June 16, 2021, | AtoZ Markets – Around 500 to 1500 AD, money is not yet in cash, but rather gold. Gold is heavy and a hassle to bring from place to place. People went to goldsmiths to store their money.
Goldsmiths are experts when it comes to gold. They can tell its purity and accurate weight. When people go to them for their gold’s safe-keeping, they will issue a receipt that indicates the value of the gold given. After some time, the people understood that the gold receipts themselves could stand for the same amount of gold. It was more convenient than bringing gold everywhere they went.
Goldsmiths realized that people eventually preferred carrying their receipts better in their daily transactions with the idea that they can always exchange these receipts for gold anytime. So, they now thought of issuing receipts to people who want to borrow money but in proportion to the actual amount of gold they have in store so that they won’t panic if ever a gold depositor came in and wanted to withdraw their gold. This idea of the medieval European goldsmiths became the pioneer of the modern-day banking system.

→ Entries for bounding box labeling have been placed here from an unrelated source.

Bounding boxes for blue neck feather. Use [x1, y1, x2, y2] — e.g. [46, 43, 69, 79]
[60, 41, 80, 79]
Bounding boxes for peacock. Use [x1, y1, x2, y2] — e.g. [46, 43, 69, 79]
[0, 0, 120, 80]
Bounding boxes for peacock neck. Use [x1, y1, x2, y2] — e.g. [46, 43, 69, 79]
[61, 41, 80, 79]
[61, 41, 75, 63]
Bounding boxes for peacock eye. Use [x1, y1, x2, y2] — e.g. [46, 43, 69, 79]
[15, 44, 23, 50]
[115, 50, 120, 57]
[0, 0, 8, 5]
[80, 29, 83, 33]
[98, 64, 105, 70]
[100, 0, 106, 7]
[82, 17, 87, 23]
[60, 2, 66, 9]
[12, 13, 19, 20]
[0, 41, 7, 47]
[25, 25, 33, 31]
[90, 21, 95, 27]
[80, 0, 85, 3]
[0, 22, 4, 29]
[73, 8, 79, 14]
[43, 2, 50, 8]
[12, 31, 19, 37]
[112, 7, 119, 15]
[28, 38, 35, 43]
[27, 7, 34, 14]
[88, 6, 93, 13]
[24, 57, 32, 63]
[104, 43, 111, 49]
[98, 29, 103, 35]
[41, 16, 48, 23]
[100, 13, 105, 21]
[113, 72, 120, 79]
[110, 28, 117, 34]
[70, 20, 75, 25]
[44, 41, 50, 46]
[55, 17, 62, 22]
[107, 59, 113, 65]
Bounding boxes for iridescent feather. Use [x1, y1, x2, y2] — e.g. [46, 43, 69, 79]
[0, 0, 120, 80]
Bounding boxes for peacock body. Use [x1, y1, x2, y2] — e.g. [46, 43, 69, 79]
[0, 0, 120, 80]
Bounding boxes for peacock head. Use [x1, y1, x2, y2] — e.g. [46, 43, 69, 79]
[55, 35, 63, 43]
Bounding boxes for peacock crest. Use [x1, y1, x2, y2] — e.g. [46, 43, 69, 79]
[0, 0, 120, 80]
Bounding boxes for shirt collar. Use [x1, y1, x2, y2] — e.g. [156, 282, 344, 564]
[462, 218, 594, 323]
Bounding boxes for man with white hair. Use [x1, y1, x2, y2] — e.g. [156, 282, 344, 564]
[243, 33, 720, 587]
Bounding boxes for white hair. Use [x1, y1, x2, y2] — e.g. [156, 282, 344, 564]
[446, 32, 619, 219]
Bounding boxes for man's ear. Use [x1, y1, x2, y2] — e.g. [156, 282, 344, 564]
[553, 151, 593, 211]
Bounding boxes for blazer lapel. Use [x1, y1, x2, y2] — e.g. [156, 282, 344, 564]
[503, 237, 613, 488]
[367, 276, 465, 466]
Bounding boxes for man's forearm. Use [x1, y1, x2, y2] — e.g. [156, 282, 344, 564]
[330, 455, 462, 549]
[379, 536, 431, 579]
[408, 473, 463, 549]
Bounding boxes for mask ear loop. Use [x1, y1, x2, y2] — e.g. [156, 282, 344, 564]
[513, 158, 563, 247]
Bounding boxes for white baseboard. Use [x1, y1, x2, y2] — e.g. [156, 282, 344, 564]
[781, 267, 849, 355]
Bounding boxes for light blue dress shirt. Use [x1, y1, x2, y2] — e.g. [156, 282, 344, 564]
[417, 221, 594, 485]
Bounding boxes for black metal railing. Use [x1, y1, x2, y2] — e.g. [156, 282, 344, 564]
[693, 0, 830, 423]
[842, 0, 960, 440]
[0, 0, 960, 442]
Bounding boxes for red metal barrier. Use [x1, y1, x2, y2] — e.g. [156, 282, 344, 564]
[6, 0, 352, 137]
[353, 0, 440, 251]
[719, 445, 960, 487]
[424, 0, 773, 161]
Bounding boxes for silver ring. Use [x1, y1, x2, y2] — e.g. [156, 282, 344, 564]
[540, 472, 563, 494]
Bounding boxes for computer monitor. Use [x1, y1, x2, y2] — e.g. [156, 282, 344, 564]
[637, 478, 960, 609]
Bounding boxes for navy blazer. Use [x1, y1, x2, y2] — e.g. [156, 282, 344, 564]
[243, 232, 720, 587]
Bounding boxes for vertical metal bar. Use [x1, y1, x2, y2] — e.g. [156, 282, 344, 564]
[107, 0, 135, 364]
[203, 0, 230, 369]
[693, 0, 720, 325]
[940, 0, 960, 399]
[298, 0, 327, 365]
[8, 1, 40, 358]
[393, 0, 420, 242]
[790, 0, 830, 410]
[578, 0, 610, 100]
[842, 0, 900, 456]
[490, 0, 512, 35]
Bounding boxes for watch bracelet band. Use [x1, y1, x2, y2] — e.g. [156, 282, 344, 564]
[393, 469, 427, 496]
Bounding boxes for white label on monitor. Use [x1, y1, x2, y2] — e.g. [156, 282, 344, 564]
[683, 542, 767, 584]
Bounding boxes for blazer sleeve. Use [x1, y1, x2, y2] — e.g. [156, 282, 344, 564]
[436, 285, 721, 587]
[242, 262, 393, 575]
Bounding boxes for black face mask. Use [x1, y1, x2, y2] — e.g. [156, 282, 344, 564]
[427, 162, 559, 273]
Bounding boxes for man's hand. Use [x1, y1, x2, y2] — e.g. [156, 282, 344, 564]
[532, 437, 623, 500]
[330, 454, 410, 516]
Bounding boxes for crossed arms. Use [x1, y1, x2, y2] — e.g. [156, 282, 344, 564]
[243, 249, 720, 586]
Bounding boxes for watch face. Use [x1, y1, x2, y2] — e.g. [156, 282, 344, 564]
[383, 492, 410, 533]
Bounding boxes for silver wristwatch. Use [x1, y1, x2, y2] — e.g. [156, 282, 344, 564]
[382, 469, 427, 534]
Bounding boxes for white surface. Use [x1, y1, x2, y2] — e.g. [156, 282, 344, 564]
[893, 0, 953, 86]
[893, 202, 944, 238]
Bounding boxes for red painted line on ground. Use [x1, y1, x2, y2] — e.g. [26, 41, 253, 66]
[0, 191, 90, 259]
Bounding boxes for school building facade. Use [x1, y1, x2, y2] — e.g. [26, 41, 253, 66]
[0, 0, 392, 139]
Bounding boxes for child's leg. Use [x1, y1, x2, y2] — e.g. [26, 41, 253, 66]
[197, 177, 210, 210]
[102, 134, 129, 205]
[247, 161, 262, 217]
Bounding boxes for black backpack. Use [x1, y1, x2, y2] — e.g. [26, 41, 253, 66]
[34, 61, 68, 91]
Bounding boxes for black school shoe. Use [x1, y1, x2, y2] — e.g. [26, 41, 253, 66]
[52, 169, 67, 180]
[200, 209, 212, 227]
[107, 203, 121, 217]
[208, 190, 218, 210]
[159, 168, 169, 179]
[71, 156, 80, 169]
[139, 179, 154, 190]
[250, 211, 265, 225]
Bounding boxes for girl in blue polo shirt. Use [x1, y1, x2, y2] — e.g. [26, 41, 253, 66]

From the medieval European goldsmith’s system, gold now represents government-issued coins and bills. And since modern-day banking has immensely evolved, issuing money is now beyond just coins and bills as banks now offer checks and checking accounts in giving out loans.
For example, Mr. A deposits $1,000 in Bank A. Assuming the required reserve is 10%, Bank A will keep $100. Bank A maximizes the $900 to Ms. B, a loan applicant, by giving her a checking account with a $900 credit. Now, Ms. B writes a $900 check to a baking supplier where she shopped for her baking needs to jumpstart her baking business. The baking supplier will now deposit the money to Bank B, where she has an account. Bank B will now keep $90 because of the 10% required reserve law and make loans out of the $810. This cycle will continue until the initial $1,000 finishes.
Given these facts, we can say that bank reserves say a lot about the economy’s overall status.
Required reserves vs. excess reserves
Bank reserves are the cash on hand the bank keeps. Daily, there will be many individuals who will go into the bank to deposit money. The bank does not store all of it but instead uses it to make loans for borrowers. This act is to make more profit since loans come with interest. However, they must balance giving out loans since some depositors may withdraw money and be ready for these instances.
There is a requirement for banks to keep a specific amount or percentage of bank reserves called required reserves. For example, a country’s required reserve is 20 percent. If the total amount of deposits is $1,000,000, then the bank can only give out $800,000 for loans and keep $200,000 in their vaults or their central banks for depositors who may wish to withdraw.
An excess reserve is an amount beyond the required reserve that the banks keep. The bank can make this amount into loans for borrowers.